Estiguar recordó un bar que permanecía abierto hasta muy
tarde, y cuando buscó la hora en su muñeca, se sorprendió al no encontrar el
reloj. Pensó en tres o cuatro instancias en las que pudiese haberlo extraviado,
pero en el fijar la vista para aclarar los recuerdos divisó otro bar a escasos
cien metros de la fuente. El cielo se abría y la tormenta ahora estaba en lucha
con sigo misma, se retraía sobre su reflejo y por encanto bañaba manzanas
enteras de la ciudad. No era cerca siquiera de la hora pensada, y al contrario
de lo esgrimido en confusos pensamientos en la fuente, amanecía. Cruzó la calle
esquivando con atención los charcos que escondían rieles del tranvía, y en dos
o tres saltos estaba sentado dentro del bar. No sabía que pedir, pero la
silueta oscura del Mamut sobre el color arena del cielo por donde se acercaba
el sol, le sugirió un café, cargado y bien caliente.
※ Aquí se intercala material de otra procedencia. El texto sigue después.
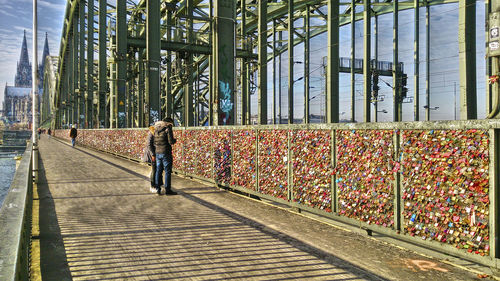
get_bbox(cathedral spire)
[15,30,32,88]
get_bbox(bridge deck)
[38,136,490,280]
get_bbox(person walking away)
[142,126,163,193]
[154,117,177,195]
[69,125,78,147]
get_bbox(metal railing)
[53,120,500,267]
[0,143,33,281]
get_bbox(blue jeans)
[155,154,173,190]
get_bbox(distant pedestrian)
[69,125,78,147]
[154,117,177,195]
[142,126,163,193]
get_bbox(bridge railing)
[56,120,500,267]
[0,143,33,281]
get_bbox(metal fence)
[52,120,500,267]
[0,144,33,281]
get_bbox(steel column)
[304,5,311,124]
[288,0,295,124]
[116,1,128,128]
[257,0,268,125]
[212,0,236,125]
[392,0,402,122]
[458,0,477,120]
[363,0,372,122]
[351,0,356,120]
[85,0,95,128]
[326,0,339,123]
[413,0,420,121]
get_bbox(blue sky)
[0,0,66,104]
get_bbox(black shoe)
[165,189,177,195]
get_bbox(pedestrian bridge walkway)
[34,136,488,280]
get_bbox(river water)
[0,153,16,207]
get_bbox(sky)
[0,0,486,122]
[0,0,66,104]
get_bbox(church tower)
[15,30,31,88]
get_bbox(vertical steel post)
[326,0,339,123]
[272,20,278,124]
[363,0,372,122]
[213,0,236,125]
[184,0,194,127]
[240,1,246,125]
[78,1,88,128]
[257,0,268,125]
[392,0,402,122]
[413,0,420,121]
[31,0,38,183]
[97,0,109,128]
[288,0,294,124]
[351,0,356,122]
[304,5,311,124]
[85,0,95,128]
[145,0,159,126]
[458,0,477,120]
[115,1,128,128]
[424,0,431,121]
[71,13,80,124]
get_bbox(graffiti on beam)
[219,80,233,125]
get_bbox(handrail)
[0,143,33,281]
No hubo tiempo de quitarse el saco empapado. Inhaló el humo
del pequeño pucho, y antes de apagarlo lo observó un instante entre sus dedos.
La brasa se mantenía con vehemencia y al soltar el humo creyó que ese era el
sabor de la luz. Nuevamente calle arriba y en el sentido que las grúas a lo
lejos le señalaban. Hacia allí se dirigió sin bacilar.
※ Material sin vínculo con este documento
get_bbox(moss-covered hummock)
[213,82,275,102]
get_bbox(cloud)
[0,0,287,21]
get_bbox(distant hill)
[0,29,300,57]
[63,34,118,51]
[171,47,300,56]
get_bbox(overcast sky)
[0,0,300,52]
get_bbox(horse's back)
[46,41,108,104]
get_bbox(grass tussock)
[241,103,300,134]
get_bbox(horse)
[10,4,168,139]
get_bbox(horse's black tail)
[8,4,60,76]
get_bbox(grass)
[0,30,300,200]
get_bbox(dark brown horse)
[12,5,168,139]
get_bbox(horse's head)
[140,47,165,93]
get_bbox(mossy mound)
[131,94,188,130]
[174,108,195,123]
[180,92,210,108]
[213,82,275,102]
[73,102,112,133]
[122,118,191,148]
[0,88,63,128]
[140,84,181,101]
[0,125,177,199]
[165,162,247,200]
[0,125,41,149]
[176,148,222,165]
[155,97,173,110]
Pasada la Gran Plaza, esquivado el espantoso edificio del
correo que asemejaba a un piano vertical gigante y de concreto, palidecido su
reflejo en las vidrieras que invadían las cuadras, caminó con un cigarro entre
los labios. Se consumía en su boca y las manos no sentían la humedad de las
solapas que mantenía erguidas como paredes detrás de las que se refugiaba
del viento.
Creyó reconocer aquella zona, encontró familiar alguna
vitrina antigua y decorados que imitaban cipreses entre aspiradoras y enormes
radios con muebles de maderas absurdas. Se identificó con algún perfume, caminó
y se detuvo a los pocos pasos frente a otro negocio enlutado por la ausencia de
gente. Lo conocía, y lo reconoció, en el ir y venir de la brasa del cigarro al
acercarse a la ventana y alejarse repelido por su propio reflejo, entendió que
estaba frente a una peluquería. Llevaba la mano al pestillo para entrar,
sabiendo que allí aún no había nadie, y que no era una peluquería para hombres.